MRAM long call positions are structurally bullish; the modeled P&L assumes European-style exercise at expiration and ignores early assignment, transaction costs, dividends paid before expiry on the stock leg (when present), and the bid-ask spread on the listed chain. MRAM positions also carry Technology sector concentration risk; news flow inside the sector (peer earnings, regulatory shifts, supply-chain headlines) can move MRAM alongside the broader basket even when MRAM-specific fundamentals are unchanged. Long-premium structures like a long call on MRAM are particularly exposed to IV-crush risk through scheduled events (earnings, FDA decisions, central-bank meetings) where IV typically contracts post-event regardless of the directional outcome. Always rebuild the position from current MRAM chain quotes before placing a trade.
Frequently asked questions
- What is a long call on MRAM?
- A long call on MRAM is the long call strategy applied to MRAM (stock). The strategy is structurally bullish: A long call buys upside exposure with a fixed maximum loss equal to the premium paid; profit accrues if the underlying closes above the strike plus premium at expiration. With MRAM stock trading near $22.64, the strikes shown on this page are snapped to the nearest listed MRAM chain strike and the premiums come straight from the end-of-day bid/ask midpoint.

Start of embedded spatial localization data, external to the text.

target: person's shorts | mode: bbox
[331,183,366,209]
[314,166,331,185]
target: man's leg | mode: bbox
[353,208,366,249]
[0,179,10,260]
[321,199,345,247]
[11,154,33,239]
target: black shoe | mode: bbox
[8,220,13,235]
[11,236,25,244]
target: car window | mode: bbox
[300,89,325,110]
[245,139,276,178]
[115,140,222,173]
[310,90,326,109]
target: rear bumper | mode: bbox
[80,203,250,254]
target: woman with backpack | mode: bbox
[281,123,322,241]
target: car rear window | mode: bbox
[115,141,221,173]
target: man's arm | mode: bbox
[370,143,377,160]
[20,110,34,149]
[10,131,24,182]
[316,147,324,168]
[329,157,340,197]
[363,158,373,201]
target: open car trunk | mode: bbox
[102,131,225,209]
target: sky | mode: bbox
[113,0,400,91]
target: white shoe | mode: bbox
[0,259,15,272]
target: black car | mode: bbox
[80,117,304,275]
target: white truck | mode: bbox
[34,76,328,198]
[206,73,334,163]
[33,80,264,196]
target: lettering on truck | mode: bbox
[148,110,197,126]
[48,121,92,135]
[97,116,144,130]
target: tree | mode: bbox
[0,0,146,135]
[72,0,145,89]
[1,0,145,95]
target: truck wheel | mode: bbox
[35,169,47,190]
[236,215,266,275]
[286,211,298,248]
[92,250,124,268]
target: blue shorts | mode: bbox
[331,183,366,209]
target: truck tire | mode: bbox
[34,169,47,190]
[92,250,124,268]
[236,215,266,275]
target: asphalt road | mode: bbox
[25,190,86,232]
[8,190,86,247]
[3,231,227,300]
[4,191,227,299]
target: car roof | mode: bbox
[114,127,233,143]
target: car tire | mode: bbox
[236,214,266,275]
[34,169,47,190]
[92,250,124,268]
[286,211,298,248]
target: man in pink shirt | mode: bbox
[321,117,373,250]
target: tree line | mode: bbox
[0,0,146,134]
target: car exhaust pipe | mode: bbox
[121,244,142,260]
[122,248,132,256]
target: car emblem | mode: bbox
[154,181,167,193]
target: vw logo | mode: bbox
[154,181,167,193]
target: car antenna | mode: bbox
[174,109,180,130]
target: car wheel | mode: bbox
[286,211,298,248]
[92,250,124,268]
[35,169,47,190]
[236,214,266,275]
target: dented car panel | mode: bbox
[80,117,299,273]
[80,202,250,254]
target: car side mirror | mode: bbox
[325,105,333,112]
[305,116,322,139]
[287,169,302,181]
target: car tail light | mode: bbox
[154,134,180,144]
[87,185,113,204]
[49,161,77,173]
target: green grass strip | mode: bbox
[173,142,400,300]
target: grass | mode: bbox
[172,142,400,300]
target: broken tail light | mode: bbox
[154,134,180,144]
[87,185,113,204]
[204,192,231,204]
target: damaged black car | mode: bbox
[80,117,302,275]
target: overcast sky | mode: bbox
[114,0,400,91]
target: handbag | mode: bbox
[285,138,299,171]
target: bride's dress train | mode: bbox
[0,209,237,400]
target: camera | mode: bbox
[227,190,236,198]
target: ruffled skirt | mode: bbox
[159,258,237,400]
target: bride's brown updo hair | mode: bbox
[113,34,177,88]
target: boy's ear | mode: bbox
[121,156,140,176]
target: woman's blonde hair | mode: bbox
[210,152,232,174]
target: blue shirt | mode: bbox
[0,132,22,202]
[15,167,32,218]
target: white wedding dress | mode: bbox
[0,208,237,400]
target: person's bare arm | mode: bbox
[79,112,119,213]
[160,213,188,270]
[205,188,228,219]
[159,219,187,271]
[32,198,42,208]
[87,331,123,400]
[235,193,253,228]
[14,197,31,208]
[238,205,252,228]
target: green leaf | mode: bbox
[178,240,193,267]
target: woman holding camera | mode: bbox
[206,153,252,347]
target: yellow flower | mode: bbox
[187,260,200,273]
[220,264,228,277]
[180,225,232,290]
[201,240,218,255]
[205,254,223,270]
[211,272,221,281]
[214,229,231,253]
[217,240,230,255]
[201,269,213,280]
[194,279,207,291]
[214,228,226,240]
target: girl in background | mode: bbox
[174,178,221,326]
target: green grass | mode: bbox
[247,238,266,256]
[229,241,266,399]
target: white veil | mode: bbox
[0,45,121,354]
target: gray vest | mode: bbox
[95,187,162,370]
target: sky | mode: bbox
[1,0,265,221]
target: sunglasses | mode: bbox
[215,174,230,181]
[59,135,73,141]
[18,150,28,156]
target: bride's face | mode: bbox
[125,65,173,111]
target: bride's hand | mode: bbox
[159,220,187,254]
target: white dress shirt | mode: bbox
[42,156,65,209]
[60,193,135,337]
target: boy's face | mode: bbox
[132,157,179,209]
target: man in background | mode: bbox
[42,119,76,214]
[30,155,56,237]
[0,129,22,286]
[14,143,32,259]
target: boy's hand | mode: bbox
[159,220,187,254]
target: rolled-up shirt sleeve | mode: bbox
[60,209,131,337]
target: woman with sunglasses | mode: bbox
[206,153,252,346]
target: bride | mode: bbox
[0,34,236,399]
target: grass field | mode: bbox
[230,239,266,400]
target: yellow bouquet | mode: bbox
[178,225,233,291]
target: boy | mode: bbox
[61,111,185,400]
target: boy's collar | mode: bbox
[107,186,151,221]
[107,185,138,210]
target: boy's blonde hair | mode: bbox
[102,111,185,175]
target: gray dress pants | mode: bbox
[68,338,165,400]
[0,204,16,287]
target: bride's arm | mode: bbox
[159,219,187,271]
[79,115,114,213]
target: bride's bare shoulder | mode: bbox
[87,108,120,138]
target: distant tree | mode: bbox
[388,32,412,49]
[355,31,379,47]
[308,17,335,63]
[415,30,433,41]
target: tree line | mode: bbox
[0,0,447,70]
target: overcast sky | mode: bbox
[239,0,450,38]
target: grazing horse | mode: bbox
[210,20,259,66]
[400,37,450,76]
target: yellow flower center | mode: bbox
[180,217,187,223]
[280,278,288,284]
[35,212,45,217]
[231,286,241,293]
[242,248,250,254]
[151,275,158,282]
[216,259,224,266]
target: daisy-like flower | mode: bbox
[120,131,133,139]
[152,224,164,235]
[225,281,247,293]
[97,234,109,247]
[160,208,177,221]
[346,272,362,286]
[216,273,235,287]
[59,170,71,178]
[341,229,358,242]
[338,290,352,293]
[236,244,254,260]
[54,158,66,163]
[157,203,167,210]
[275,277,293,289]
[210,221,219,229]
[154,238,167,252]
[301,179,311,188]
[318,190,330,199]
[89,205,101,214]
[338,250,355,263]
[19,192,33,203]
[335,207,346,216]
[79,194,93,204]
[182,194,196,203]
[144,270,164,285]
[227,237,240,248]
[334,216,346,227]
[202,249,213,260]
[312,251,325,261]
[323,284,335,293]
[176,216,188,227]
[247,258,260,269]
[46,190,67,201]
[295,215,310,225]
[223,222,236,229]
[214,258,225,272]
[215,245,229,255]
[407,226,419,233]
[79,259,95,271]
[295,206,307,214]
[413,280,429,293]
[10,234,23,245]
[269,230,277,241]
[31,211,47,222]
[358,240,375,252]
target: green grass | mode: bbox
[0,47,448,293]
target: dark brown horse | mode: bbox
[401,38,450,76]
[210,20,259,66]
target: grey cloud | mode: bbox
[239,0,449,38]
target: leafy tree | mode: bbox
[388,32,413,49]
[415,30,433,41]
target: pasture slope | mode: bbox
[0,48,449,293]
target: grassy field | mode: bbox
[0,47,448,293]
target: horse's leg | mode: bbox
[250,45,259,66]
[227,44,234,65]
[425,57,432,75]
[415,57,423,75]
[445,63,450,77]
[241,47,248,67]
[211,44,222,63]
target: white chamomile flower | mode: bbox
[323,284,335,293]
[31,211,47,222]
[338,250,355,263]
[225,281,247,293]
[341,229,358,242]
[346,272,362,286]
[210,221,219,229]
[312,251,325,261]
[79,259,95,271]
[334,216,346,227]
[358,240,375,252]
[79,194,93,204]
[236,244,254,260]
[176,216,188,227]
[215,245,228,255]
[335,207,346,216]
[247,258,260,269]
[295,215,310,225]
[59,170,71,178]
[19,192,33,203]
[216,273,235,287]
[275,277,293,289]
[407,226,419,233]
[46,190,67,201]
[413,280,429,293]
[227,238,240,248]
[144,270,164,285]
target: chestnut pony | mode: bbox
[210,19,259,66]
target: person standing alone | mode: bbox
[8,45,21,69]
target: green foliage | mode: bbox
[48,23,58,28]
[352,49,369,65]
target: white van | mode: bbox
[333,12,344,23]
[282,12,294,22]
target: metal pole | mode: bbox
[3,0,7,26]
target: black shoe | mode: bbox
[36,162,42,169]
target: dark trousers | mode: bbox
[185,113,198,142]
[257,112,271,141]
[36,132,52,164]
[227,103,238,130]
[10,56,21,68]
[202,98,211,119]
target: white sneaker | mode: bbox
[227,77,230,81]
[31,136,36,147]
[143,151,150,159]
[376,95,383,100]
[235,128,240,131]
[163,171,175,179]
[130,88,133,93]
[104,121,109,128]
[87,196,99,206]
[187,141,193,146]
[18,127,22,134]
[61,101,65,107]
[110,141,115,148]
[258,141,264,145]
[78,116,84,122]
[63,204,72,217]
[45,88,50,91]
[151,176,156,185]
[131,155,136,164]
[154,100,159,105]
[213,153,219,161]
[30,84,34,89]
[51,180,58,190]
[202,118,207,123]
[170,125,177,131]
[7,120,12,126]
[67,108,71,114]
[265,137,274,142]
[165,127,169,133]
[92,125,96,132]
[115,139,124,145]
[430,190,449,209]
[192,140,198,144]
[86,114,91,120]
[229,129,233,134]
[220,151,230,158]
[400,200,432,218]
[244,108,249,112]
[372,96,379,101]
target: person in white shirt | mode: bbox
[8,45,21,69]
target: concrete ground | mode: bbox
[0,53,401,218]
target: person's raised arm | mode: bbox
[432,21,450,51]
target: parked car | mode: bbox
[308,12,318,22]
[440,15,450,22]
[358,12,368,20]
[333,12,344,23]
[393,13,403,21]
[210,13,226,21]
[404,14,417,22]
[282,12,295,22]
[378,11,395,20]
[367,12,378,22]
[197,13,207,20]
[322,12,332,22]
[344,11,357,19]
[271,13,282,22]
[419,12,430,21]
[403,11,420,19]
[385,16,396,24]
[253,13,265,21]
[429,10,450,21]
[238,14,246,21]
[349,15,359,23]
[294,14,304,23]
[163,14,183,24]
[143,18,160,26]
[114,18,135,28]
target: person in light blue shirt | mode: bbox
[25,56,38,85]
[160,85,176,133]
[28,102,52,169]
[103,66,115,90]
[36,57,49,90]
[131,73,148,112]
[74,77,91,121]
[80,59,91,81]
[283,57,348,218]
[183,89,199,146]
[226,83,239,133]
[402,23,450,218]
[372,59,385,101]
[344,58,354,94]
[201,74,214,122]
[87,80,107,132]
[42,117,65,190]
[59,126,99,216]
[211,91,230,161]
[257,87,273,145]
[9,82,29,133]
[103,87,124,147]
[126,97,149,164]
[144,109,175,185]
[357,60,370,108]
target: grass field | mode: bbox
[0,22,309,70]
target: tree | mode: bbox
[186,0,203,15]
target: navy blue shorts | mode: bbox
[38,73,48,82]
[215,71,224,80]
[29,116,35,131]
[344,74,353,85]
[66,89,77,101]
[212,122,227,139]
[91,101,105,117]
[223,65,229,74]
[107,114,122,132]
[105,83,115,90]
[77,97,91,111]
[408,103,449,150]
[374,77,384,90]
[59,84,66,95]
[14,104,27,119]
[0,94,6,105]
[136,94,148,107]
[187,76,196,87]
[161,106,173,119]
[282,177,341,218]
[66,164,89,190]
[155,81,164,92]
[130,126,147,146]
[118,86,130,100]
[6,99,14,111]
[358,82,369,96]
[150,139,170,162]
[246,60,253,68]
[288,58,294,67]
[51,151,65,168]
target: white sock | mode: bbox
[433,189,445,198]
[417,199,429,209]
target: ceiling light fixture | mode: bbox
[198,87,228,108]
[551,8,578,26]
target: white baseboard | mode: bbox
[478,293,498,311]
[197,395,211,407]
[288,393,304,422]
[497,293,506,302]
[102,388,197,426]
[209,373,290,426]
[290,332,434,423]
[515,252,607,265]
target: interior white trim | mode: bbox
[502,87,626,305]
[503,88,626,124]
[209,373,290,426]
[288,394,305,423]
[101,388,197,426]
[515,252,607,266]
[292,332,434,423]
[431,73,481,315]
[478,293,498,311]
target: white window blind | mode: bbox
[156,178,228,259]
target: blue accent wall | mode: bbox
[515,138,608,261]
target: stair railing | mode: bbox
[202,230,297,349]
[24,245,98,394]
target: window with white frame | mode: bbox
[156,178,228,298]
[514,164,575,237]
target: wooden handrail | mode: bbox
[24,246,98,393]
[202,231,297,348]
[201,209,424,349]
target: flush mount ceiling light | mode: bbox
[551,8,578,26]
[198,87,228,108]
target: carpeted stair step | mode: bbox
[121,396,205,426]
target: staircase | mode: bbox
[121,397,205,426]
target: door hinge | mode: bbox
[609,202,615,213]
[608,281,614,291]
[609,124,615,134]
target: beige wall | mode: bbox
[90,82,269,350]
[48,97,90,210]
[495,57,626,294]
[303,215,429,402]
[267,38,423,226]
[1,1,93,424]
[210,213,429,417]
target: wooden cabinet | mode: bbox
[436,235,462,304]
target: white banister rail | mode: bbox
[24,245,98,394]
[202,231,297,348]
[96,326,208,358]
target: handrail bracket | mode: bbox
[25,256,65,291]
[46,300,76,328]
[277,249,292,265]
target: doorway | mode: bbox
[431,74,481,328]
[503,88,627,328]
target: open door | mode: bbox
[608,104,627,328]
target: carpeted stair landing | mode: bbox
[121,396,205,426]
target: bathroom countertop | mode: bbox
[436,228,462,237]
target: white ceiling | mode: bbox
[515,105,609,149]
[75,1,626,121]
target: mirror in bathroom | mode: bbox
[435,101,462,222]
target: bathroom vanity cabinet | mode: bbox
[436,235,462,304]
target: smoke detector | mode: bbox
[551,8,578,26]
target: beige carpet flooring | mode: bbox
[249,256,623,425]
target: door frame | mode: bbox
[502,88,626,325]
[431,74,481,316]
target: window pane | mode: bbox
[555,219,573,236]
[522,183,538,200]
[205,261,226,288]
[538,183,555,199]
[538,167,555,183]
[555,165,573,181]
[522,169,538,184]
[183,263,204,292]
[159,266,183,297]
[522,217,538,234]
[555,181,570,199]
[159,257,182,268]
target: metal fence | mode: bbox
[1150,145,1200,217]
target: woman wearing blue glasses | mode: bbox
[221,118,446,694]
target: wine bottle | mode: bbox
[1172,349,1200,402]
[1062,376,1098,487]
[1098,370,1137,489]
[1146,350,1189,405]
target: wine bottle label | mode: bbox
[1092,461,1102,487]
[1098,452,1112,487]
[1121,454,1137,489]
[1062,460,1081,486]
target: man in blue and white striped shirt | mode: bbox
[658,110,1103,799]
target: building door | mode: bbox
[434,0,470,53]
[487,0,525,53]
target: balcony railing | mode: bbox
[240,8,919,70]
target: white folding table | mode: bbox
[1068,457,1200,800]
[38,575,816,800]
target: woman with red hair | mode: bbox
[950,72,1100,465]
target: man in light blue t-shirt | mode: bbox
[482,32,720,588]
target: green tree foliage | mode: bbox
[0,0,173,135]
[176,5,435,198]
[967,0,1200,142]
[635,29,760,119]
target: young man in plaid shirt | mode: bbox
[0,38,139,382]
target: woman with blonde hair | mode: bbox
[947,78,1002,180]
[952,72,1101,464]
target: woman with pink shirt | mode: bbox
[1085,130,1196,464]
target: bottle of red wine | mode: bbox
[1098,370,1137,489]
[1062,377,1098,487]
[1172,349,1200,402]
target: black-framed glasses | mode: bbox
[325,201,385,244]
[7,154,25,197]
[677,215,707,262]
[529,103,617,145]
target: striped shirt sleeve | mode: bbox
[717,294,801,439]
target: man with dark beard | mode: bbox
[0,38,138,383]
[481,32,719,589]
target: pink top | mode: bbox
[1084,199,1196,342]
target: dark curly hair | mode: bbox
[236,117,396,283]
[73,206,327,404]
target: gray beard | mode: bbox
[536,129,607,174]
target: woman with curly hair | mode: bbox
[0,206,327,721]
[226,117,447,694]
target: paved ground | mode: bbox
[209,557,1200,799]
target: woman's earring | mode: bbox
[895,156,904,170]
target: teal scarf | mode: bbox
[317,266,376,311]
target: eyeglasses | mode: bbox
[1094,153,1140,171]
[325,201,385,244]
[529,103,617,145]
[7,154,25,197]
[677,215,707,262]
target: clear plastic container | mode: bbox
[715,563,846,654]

- How are MRAM long call max profit and max loss calculated?
- Max profit is unbounded; max loss equals the premium paid times 100. Breakeven is strike plus premium. For the MRAM long call priced from the end-of-day chain at a 30-day expiry (ATM IV 121.60%), the computed maximum profit is unbounded per contract and the computed maximum loss is unbounded per contract. Live intraday quotes will differ as the chain moves through the trading session.
- What is the breakeven for a MRAM long call?
- The breakeven for the MRAM long call priced on this page is no defined breakeven on the modeled curve at expiration, derived from end-of-day chain premiums. Breakeven is the underlying price at which the strategy's P&L crosses zero ignoring transaction costs and assignment risk. The current MRAM market-implied 1-standard-deviation expected move is approximately 34.86%; if the move sits well outside the breakeven distance, the structure's risk-reward becomes correspondingly tighter.
- When should you consider a long call on MRAM?
- Long calls on MRAM express a bullish thesis with defined risk; traders use them ahead of MRAM catalysts (earnings, product launches, macro events) when the expected upside justifies the premium and theta decay.
- How does current MRAM implied volatility affect this long call?
- MRAM ATM IV is at 121.60% with IV rank near 38.66%, which is mid-range against its 1-year history. Strategy selection depends more on directional thesis and expected move than on a strong IV signal.